Introduction
Entre 1979 et 1989, environ 21 000 Mozambicains furent envoyés chaque année en Allemagne de l’Est (RDA) dans le cadre d’un accord de migration temporaire de main-d’œuvre. Ce programme, signé par les gouvernements socialistes du Mozambique et de la RDA, visait à former des ouvriers qualifiés capables de contribuer au développement industriel du pays. Mais lorsque le programme prit fin brutalement en 1990, après la réunification allemande, ces travailleurs furent progressivement désignés sous le nom de « madgermanes » (contraction de « Mozambicain » et « allemand »).
La vie en Allemagne de l’Est
Bien que les madgermanes aient été répartis dans différentes usines à travers la RDA, la majorité travaillait dans des industries de machines et de textile. Au départ, ils recevaient une formation professionnelle, mais avec la crise économique qui frappa la RDA dans les années 1980, beaucoup furent réaffectés à des postes non qualifiés pour répondre aux besoins urgents de production. La promesse initiale de formation s’est ainsi transformée en exploitation dans des conditions de travail difficiles.
Retour et conséquences
Avec la réunification allemande en 1990, les accords de coopération furent annulés, et les madgermanes durent retourner au Mozambique. Ils retrouvèrent un pays ravagé par la guerre civile et en pleine crise économique. Le retour fut une immense désillusion. Selon les rapports, le gouvernement allemand aurait transféré environ 93 millions de dollars US au Mozambique pour payer les salaires dus aux travailleurs (soit environ 4 500 USD par personne). Pourtant, cet argent ne leur est jamais parvenu, et beaucoup n’ont jamais été indemnisés.

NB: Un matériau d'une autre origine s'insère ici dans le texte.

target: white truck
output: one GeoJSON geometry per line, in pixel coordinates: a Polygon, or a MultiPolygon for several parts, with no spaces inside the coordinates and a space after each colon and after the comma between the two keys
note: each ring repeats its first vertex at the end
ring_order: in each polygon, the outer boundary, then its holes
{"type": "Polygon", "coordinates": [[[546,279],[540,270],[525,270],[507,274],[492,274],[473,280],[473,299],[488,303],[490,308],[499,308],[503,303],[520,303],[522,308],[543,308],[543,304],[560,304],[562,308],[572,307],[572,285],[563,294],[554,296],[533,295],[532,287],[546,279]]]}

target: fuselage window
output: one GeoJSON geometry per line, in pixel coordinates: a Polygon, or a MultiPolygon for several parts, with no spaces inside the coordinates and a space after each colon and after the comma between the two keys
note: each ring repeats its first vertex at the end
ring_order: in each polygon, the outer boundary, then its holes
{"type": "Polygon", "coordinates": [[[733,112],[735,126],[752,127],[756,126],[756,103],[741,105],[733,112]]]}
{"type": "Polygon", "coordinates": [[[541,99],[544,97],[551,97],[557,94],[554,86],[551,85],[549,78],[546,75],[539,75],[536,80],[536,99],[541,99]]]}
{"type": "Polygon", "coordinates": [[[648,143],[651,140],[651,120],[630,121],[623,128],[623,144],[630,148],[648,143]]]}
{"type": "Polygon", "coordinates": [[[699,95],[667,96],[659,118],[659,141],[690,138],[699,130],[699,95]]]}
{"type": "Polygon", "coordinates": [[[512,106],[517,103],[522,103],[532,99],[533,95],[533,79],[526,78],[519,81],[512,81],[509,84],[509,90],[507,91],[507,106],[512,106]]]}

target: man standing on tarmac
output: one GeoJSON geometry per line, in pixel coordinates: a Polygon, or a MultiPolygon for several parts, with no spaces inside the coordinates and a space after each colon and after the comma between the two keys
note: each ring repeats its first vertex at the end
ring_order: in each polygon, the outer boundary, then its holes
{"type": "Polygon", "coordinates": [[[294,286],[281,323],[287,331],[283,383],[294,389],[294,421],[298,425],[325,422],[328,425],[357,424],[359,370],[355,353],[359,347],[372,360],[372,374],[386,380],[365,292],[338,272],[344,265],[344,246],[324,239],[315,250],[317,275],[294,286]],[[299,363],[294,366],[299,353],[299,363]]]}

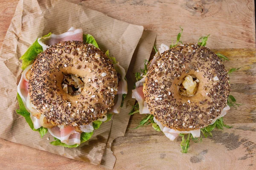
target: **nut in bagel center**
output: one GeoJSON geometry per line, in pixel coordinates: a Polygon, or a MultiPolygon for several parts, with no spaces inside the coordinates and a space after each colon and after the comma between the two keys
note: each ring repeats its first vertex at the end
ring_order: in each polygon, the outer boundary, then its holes
{"type": "Polygon", "coordinates": [[[179,84],[179,94],[186,97],[192,97],[196,93],[199,80],[194,75],[188,75],[179,84]]]}
{"type": "MultiPolygon", "coordinates": [[[[87,84],[85,85],[90,85],[87,84]]],[[[62,90],[67,94],[76,96],[81,94],[84,89],[84,83],[81,77],[76,74],[64,74],[61,83],[62,90]]]]}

Héritage et combat pour une compensation
Aujourd’hui, les madgermanes constituent un groupe social spécifique au Mozambique. Leur mémoire collective de la vie en RDA marquée par la stabilité, l’ordre et des opportunités contraste fortement avec la corruption et les difficultés rencontrées à leur retour. Ce contraste alimente une lutte continue pour la reconnaissance et la justice. En 2023, Evelyn Zupke, représentante parlementaire pour les victimes du régime est-allemand (SED), a lancé une campagne au Comité des droits humains du Bundestag allemand. Tous les députés impliqués ont reconnu que les madgermanes méritaient une indemnisation. La balle est désormais dans le camp du ministère allemand des Affaires étrangères et des parlementaires pour accélérer ce processus, trop longtemps retardé.
Conclusion
L’histoire des madgermanes ne se résume pas à un contrat rompu. Elle illustre comment les projets politiques d’État peuvent provoquer des traumatismes durables et une exclusion sociale profonde. Si ces travailleurs ont acquis des compétences à l’étranger, leur retour au pays a marqué le début d’un combat incessant pour la reconnaissance et la réparation. Plus de 25 ans plus tard, les madgermanes se réunissent chaque mercredi dans ce qu’ils appellent le Jardin des Madgermanes pour protester et rappeler qu’une dette reste encore impayée. Leur combat montre que les effets de la migration de travail vont bien au-delà de la fin des contrats ils traversent les générations.